I hauled myself up, wiped my sweaty forehead and grimaced. The rug was added insurance against the daylight. If he got a few bruises along the way, well, it was only what he deserved.

‘Right.’ I dusted off my hands. ‘Annoying vamp temporarily disposed off: check. Time for a shower and clothes before Sylvia gets back.’

I tugged off my vest top and sleep shorts and caught my reflection in the wardrobe mirror. Not a pretty sight. The mass of purple bruising centred on my midriff didn’t look—or feel—any better, nor did the rest of the multicoloured patches that decorated my arms and legs. But while I might be bruised and battered, I had things to do. I needed to buy a new Ward—Malik couldn’t be left unprotected, however much the angry part of me might want to—but I couldn’t afford a Ward and a Healing spell. I decided a couple of aspirins and a handful of blood-fruit to up my venom levels—I had a brief relieved thought that even after Darius’ attack last night, when he’d venom-stuck me, I didn’t seem to be suffering any ill-effects—and I’d live for another day.

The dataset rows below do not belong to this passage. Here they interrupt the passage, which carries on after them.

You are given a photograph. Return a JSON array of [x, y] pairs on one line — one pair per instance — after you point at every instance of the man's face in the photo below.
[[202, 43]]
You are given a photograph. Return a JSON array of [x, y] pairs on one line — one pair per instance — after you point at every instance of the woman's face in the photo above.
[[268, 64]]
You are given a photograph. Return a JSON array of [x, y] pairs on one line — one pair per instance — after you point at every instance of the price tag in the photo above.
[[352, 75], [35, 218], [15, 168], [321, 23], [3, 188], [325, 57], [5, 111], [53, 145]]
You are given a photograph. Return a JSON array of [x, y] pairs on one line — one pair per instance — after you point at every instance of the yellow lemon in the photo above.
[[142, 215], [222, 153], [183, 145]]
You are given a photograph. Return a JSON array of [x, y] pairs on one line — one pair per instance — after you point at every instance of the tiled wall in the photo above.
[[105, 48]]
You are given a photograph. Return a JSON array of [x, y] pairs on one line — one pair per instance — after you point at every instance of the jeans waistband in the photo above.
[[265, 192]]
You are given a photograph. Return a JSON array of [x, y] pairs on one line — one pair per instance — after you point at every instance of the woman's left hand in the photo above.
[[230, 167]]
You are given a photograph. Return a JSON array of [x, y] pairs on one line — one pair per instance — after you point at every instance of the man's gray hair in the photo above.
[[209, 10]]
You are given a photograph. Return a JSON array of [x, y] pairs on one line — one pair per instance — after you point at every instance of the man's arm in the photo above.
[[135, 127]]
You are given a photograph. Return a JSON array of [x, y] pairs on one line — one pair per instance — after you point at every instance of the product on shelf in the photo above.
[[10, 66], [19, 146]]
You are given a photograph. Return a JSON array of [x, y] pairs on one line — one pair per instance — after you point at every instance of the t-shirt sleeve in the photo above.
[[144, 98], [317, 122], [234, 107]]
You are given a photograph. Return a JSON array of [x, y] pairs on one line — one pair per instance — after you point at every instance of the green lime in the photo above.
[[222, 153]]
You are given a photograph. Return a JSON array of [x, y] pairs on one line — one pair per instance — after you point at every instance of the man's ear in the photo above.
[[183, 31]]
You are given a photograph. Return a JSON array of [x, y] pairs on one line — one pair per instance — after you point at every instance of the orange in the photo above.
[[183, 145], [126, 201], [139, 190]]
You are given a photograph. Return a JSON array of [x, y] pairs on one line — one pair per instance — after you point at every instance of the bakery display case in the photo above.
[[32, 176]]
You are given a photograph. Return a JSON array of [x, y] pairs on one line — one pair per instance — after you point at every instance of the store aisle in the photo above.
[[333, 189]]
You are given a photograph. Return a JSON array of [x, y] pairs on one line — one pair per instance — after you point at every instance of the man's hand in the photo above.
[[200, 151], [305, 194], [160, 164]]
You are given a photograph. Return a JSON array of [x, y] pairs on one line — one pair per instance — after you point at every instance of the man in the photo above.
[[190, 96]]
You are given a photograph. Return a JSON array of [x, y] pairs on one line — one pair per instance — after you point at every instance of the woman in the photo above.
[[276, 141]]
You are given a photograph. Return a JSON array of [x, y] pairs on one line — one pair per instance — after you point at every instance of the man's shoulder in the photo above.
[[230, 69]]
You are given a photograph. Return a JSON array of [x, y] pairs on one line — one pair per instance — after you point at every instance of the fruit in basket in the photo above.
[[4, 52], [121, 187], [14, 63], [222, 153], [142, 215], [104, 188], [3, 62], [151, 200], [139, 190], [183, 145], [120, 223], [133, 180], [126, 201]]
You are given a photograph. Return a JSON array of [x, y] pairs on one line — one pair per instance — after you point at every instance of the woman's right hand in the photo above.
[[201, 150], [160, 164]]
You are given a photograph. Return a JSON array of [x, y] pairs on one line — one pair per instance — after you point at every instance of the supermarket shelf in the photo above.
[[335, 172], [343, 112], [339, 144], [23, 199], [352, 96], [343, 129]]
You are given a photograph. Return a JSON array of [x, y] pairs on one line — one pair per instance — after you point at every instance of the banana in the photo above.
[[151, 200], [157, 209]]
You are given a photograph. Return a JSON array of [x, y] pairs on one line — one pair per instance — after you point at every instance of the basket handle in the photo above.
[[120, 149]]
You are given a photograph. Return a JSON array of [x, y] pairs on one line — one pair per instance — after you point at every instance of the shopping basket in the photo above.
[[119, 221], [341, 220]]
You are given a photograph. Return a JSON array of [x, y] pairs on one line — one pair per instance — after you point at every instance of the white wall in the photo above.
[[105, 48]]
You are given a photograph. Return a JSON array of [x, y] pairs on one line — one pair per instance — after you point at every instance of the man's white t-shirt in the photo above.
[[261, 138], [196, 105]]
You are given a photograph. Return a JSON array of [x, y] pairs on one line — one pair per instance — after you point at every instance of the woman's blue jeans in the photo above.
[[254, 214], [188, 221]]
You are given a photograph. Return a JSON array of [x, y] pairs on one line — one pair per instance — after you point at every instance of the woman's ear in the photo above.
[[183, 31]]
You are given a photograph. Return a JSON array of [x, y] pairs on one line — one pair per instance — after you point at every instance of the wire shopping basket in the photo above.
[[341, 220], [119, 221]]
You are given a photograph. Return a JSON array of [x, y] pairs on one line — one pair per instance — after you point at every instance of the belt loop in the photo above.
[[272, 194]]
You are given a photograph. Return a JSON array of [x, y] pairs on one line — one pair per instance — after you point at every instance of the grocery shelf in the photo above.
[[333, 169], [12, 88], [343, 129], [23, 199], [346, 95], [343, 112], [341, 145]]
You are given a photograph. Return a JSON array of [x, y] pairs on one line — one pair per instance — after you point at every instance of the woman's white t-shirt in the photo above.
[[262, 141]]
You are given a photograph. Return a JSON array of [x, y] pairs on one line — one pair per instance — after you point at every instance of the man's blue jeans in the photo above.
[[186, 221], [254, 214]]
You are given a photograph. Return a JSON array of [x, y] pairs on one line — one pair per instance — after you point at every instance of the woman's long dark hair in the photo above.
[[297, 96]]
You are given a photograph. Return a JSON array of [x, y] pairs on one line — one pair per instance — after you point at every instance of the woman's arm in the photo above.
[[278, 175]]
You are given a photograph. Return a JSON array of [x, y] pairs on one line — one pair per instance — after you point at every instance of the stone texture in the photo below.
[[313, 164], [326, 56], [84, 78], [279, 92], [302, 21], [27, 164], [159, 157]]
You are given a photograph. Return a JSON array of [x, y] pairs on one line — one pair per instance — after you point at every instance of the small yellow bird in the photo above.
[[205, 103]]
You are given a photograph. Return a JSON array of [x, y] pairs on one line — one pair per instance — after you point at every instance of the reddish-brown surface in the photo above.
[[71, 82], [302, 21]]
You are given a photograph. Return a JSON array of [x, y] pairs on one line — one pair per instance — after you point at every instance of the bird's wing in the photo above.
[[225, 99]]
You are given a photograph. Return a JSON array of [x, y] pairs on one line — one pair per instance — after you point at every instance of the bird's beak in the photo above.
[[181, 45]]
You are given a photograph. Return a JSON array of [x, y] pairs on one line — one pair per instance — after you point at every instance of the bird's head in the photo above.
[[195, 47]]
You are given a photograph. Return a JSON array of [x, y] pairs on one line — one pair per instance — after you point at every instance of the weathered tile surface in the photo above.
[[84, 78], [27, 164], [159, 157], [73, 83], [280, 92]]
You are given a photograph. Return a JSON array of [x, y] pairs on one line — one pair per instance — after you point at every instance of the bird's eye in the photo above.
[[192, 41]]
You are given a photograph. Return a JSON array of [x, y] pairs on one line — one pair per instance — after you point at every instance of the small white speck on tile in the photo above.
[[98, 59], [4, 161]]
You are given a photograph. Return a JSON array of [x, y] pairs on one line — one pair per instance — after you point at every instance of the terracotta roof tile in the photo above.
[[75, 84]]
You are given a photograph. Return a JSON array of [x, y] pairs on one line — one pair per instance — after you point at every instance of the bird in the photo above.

I looked, and ran my fingers over Tavish’s handprint spell where it sat low down on my stomach; it hadn’t changed. It was obviously to do with the fertility curse—but hey, right now everything and anything was to do with the fertility curse—but since it wasn’t active yet, that didn’t tell me what it was going to do. Maybe Finn would know, once we got round to talking today. I wondered again what had been so important that he hadn’t wanted to chat last night, although with what had happened, Finn not being around had turned out for the best. If he’d been here when Malik had brought me home injured, he’d probably have tried to stake—or rather, stick his horns in—the arrogant vamp. But Tavish’s spell gave me a good enough excuse to phone Finn and hurry up our chat. Plus, there was my job, or lack of it, at Spellcrackers, and our relationship, whatever it was, to sort out. I fished my phone from my jacket, hesitated, and took the coward’s way out and texted him instead.


Can we meet soon, please?

I stared as the little envelope symbol winged off on its way, then stared some more as if that would get me an immediate reply, before telling myself to get on with more sensible things, like checking my emails … which consisted of a load of the usual ‘no, I really don’t want whatever it is you’re selling’ spam, and one from Hugh saying he’d was looking into my queries about the missing faelings, the Morrígan, Ana and the other stuff, and he’d get back to me.

‘At least someone’s trying to help me,’ I said loudly, nudging the carpeted Malik with my foot (not that I thought he could hear me, but it made me feel better). I picked up Grace’s pentacle from my bedside table, found another chain in one of the drawers to replace the broken one, and clasped it round my neck as I went over my day’s to-visit list.

There was the chat with Finn, hopefully. There was the visit Victoria Harrier, my lawyer, had arranged with the ravens at the Tower of London. And then there was the other visit Victoria had arranged, with her very pregnant daughter-in-law, Ana, to chat about babies and 3V and vamps and curses. I wasn’t looking forward to it, as even without Ana being a past, and possibly present and future, victim of the curse, the whole idea of talking to a faeling whose grandmother was a royal sidhe princess (which Angel was, however nutty she also was), and whose great-grandmother was a sidhe queen, filled my stomach with oddly nervous butterflies.

And that gave me another more immediate problem: what on earth was I supposed to wear that would be suitable for a meeting with the ravens, a faeling who had royal sidhe blood, and a serious chat with my ex-boss to sort out both the personal and working sides of our relationship, all the while trying to deal with matchmaking magic. In the end I decided on smart, but casual, with just a slight touch of sexy: a green top of silk and lace, black velvet jeans and killer-heel boots.

‘And then tonight,’ I said, bending down and giving the evil eye to Malik in the rolled-up carpet under my bed, ‘I’m going back to Sucker Town and find out what’s going on with Fyodor, Mad Max, Darius and my blood, and what they all have to do with the curse, and you are not going to stop me.’